From Test Card to Franchise
Bidarian, speaking at Intuit Dome ahead of the broadcast, framed Saturday as a proof point rather than a launch.
We’ve said the entire time unequivocally this is a test. Let us see if this works.
That was Bidarian’s framing on the eve of the show. After the finish, he told reporters the test had worked and that audience numbers would back the claim. Whether Netflix re-ups depends on metrics the streamer has not yet released.

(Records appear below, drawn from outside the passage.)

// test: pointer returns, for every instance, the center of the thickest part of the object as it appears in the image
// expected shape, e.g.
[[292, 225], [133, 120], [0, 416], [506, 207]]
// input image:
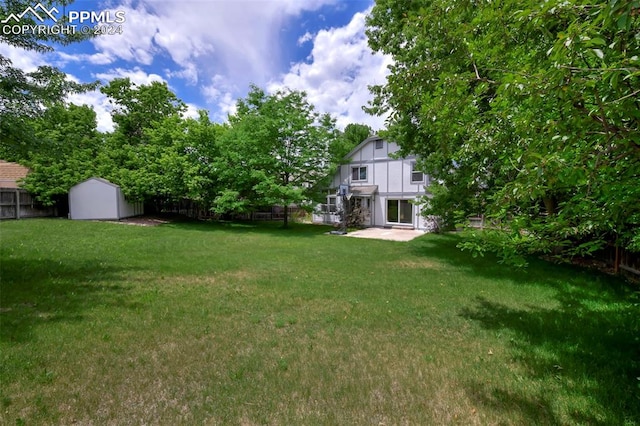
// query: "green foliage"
[[526, 112], [186, 320], [276, 151], [352, 135], [74, 151]]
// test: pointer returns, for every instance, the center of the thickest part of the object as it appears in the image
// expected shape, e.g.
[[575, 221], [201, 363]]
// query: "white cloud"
[[95, 59], [136, 75], [336, 79], [136, 41], [237, 38], [100, 104]]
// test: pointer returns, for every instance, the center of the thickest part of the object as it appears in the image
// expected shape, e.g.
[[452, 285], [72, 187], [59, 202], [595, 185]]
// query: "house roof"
[[10, 173]]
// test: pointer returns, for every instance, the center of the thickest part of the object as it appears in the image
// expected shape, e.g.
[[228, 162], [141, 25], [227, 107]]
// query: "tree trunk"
[[286, 216]]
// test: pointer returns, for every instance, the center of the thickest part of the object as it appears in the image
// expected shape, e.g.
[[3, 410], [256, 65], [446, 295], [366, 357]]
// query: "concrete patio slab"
[[386, 234]]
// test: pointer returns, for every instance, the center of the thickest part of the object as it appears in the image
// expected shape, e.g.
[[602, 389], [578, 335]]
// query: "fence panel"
[[19, 204]]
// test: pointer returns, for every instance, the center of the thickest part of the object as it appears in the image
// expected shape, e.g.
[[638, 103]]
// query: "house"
[[15, 202], [100, 199], [384, 188]]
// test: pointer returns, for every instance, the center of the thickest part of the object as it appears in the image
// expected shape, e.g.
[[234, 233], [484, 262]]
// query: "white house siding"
[[391, 176]]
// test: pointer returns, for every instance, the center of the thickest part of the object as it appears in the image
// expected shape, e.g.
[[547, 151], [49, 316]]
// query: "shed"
[[99, 199]]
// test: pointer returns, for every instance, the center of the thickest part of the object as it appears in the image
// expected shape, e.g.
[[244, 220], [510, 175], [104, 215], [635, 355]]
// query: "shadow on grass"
[[588, 345], [260, 227], [37, 292]]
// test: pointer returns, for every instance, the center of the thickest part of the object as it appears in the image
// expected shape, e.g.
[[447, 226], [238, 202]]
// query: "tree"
[[27, 95], [148, 122], [274, 153], [527, 112], [352, 135], [75, 151]]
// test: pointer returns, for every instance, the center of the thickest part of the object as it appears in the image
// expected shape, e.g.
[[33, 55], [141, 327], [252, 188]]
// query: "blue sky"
[[209, 52]]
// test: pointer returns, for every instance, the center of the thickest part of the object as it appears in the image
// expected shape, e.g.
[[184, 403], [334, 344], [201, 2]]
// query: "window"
[[416, 175], [358, 173], [331, 205], [399, 211]]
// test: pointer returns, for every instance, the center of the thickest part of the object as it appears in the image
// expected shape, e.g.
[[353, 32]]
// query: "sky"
[[209, 52]]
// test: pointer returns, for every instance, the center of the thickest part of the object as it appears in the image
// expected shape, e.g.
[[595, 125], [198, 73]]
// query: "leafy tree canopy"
[[25, 95], [275, 152], [525, 111]]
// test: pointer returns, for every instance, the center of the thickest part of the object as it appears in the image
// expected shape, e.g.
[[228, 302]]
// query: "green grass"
[[190, 323]]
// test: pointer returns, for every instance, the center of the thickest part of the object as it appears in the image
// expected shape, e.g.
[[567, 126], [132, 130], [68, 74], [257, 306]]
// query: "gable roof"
[[10, 173], [361, 144]]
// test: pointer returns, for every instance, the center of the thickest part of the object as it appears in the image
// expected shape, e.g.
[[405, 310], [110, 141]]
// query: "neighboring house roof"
[[10, 173], [359, 191]]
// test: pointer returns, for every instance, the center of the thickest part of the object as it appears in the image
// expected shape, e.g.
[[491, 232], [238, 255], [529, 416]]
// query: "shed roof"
[[106, 182], [10, 173]]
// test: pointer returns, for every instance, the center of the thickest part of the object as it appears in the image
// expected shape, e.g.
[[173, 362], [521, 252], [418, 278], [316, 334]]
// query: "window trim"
[[414, 171], [359, 173]]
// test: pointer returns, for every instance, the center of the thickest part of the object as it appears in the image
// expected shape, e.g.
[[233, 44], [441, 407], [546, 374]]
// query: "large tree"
[[148, 119], [275, 151], [75, 151], [527, 112], [25, 95]]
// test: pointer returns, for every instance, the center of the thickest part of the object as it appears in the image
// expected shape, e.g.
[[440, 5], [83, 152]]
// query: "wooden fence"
[[19, 204]]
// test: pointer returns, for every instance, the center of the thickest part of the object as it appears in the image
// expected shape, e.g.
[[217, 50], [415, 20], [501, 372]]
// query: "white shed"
[[100, 199]]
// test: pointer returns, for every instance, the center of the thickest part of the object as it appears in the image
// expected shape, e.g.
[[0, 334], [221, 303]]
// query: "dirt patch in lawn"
[[142, 221]]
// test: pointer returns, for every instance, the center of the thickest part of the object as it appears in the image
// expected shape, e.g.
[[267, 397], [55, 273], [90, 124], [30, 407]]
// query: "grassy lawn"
[[238, 324]]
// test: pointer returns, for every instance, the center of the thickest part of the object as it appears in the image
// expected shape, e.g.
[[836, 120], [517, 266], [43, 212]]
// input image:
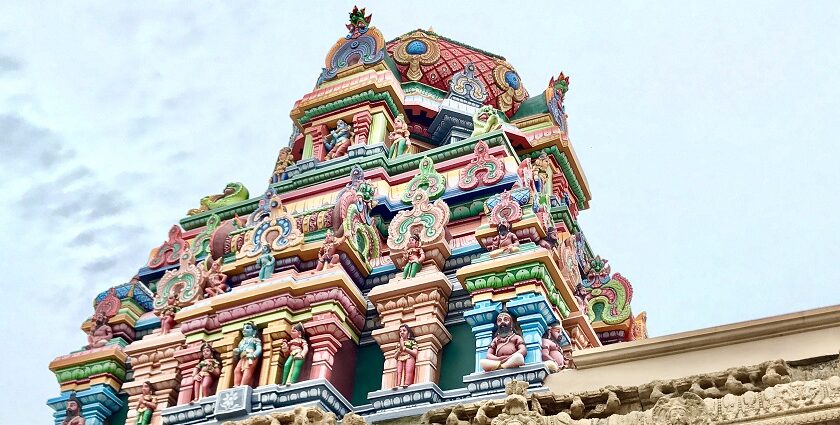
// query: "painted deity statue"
[[168, 312], [406, 357], [507, 350], [206, 373], [232, 193], [248, 354], [297, 348], [414, 257], [284, 160], [338, 141], [506, 242], [73, 415], [216, 280], [399, 138], [266, 262], [146, 404], [101, 332], [552, 354], [328, 254]]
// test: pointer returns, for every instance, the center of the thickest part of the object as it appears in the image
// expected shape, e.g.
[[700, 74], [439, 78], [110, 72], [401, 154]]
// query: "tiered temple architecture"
[[415, 257]]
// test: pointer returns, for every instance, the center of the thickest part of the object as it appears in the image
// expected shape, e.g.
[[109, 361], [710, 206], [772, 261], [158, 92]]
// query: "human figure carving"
[[248, 352], [338, 141], [266, 262], [328, 254], [216, 280], [414, 257], [406, 357], [505, 242], [507, 350], [168, 312], [146, 404], [73, 414], [206, 373], [552, 354], [296, 348], [284, 160], [399, 138], [101, 332]]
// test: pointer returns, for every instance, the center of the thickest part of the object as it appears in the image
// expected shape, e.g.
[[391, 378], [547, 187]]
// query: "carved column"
[[482, 320], [361, 127], [317, 133], [422, 304], [187, 359], [325, 338], [533, 314]]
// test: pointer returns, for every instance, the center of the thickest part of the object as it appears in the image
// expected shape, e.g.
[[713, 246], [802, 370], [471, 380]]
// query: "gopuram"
[[416, 257]]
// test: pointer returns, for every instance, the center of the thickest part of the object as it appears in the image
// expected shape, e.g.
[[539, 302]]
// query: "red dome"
[[430, 59]]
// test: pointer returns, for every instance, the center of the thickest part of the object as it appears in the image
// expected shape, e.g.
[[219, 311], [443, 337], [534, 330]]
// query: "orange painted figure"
[[507, 350], [406, 357], [101, 332], [206, 373]]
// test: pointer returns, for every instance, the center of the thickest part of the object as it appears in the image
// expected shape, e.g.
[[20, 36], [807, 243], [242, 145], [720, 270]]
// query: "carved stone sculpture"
[[414, 257], [216, 280], [233, 193], [552, 354], [338, 141], [295, 350], [248, 353], [146, 404], [400, 138], [505, 242], [485, 120], [406, 357], [266, 262], [507, 350], [73, 415], [206, 373], [328, 254]]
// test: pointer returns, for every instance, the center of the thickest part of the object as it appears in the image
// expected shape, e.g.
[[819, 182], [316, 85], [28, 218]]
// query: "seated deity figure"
[[507, 350], [266, 262], [73, 414], [406, 357], [168, 312], [146, 404], [505, 242], [551, 352], [413, 256], [216, 280], [328, 254], [101, 332], [338, 141], [399, 138], [248, 352], [206, 373], [284, 160], [296, 350]]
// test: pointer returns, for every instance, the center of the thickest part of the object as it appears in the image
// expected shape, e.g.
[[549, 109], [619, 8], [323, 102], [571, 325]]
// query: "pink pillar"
[[318, 132], [187, 359], [361, 127]]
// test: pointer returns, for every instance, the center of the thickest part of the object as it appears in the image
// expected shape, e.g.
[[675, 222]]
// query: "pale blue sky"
[[707, 130]]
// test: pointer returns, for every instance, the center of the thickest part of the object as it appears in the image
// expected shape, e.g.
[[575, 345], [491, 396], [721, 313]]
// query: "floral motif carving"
[[170, 251], [484, 169], [429, 180]]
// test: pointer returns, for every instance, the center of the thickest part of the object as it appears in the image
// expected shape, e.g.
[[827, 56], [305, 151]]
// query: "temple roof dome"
[[428, 58]]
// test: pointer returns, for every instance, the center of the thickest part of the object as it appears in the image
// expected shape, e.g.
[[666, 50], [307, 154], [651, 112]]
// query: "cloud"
[[27, 146], [9, 65]]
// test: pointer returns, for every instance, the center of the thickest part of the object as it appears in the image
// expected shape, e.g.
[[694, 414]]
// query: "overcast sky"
[[708, 132]]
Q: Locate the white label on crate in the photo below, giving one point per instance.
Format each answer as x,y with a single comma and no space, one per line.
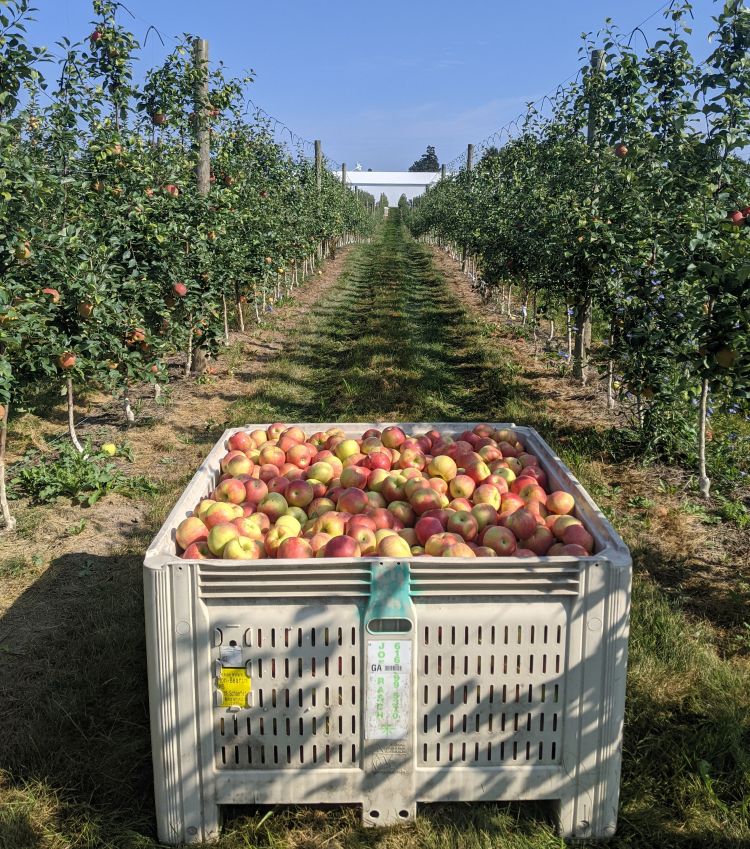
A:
231,655
388,689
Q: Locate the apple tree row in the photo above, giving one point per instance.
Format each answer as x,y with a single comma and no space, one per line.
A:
629,200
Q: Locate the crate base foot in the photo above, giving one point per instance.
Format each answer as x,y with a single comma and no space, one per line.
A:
375,814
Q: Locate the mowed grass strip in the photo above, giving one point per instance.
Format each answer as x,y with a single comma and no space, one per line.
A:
390,342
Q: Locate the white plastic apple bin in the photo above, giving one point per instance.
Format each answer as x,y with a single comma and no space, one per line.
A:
387,683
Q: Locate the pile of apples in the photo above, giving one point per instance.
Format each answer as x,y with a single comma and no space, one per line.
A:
288,495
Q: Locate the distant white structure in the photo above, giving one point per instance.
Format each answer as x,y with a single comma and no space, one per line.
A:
392,183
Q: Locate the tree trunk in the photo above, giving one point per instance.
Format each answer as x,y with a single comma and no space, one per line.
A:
9,523
238,303
583,339
704,482
610,375
71,418
189,352
129,414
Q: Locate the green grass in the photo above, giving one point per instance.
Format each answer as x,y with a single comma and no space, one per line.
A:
391,341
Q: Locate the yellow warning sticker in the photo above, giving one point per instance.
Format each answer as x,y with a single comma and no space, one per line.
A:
234,684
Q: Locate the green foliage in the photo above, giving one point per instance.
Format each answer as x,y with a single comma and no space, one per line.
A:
428,161
635,220
101,209
84,478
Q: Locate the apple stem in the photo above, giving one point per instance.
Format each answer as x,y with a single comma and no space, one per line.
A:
704,482
71,417
9,522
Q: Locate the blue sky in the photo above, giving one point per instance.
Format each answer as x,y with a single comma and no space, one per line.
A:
378,82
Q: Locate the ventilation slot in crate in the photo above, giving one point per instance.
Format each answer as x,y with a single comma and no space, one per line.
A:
218,581
490,691
444,579
305,702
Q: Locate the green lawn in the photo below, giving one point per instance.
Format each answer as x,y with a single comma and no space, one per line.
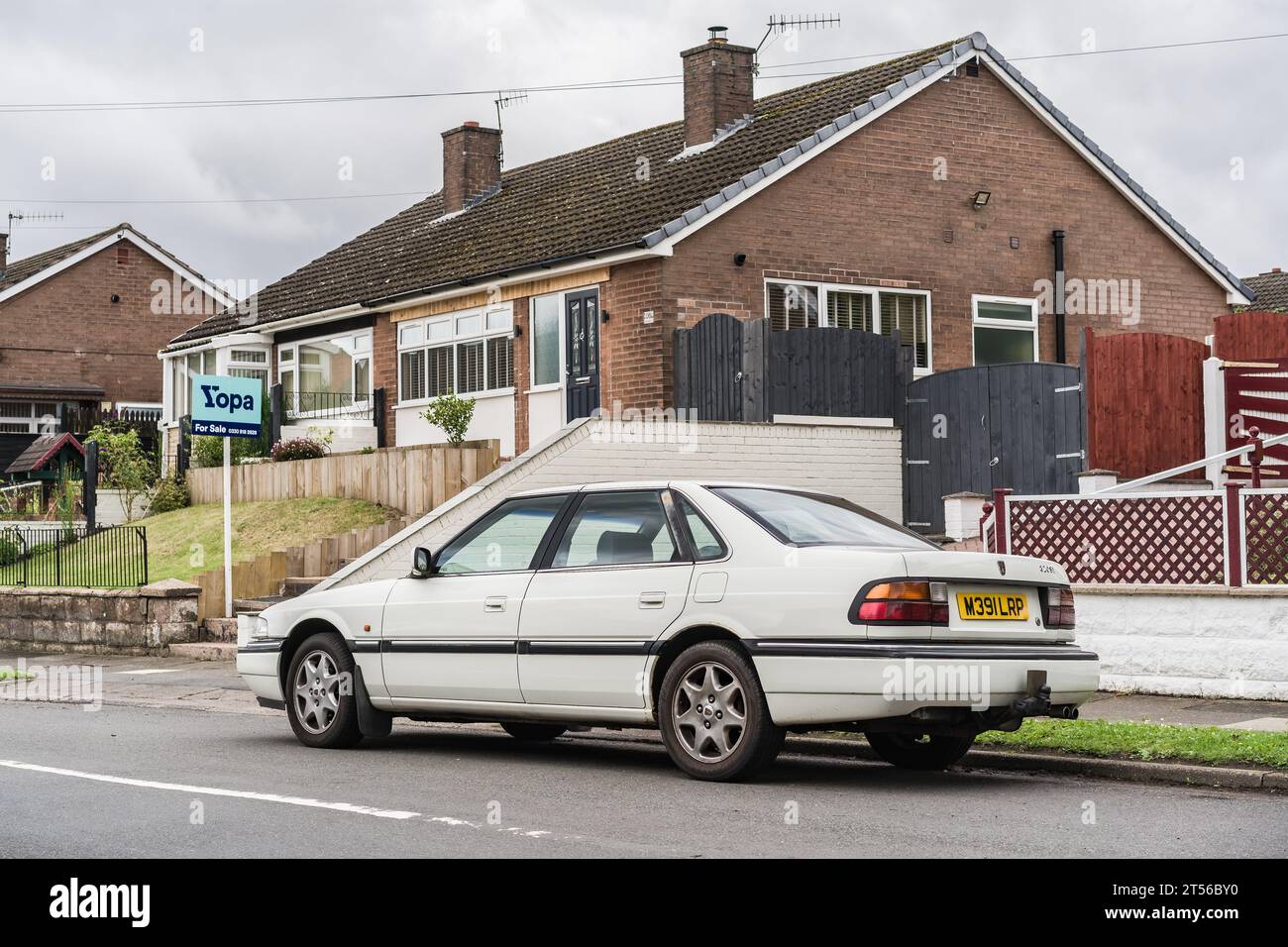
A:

The Cadence Bidarian Outlined
Bidarian sketched a 4-to-6-events-per-year cadence beginning seriously in 2027, with multiple Saturday fighters identified as potential future headliners and Jake Paul’s MMA debut targeted for 2027 or 2028. What the streamer cares about is concurrent-stream peaks and the share of US TV viewing during the broadcast hour, the same figures Netflix highlighted for Tyson and Paul. Anything that looks like Tyson-Paul math, even half of it, will likely see a second MVP MMA card scheduled before year-end.
What Could Go Wrong for MVP
- Talent pipeline. The Rousey-Carano-Diaz-Perry-Ngannou nostalgia tier is small. Card two has to find new names with comparable casual-fan recognition.
- Athletic-commission scrutiny. Perry’s call-out of Paul will draw sanctioning questions if Paul’s MMA debut lands without competitive opposition.
- UFC counter-programming. Dana White has options to throttle access to contracted UFC fighters who flirt with MVP once their contracts expire.
- Netflix’s renewal economics. The Tyson-Paul math worked because it ran inside the platform’s standard tier. A paid pay-per-view add-on would change the model and the audience.
Carano stayed open Saturday to the possibility of one more fight; Rousey said no. The bigger question is whether MVP’s next event needs either of them. If Netflix’s numbers come back strong enough to justify a 2026 follow-up card, MMA’s compensation conversation will have a second data point and the UFC will have a real comparator on a global broadcast platform. If they come back soft, Saturday’s 17 seconds become the franchise’s only product, and the UFC’s reported 16% revenue share goes unchallenged for another cycle.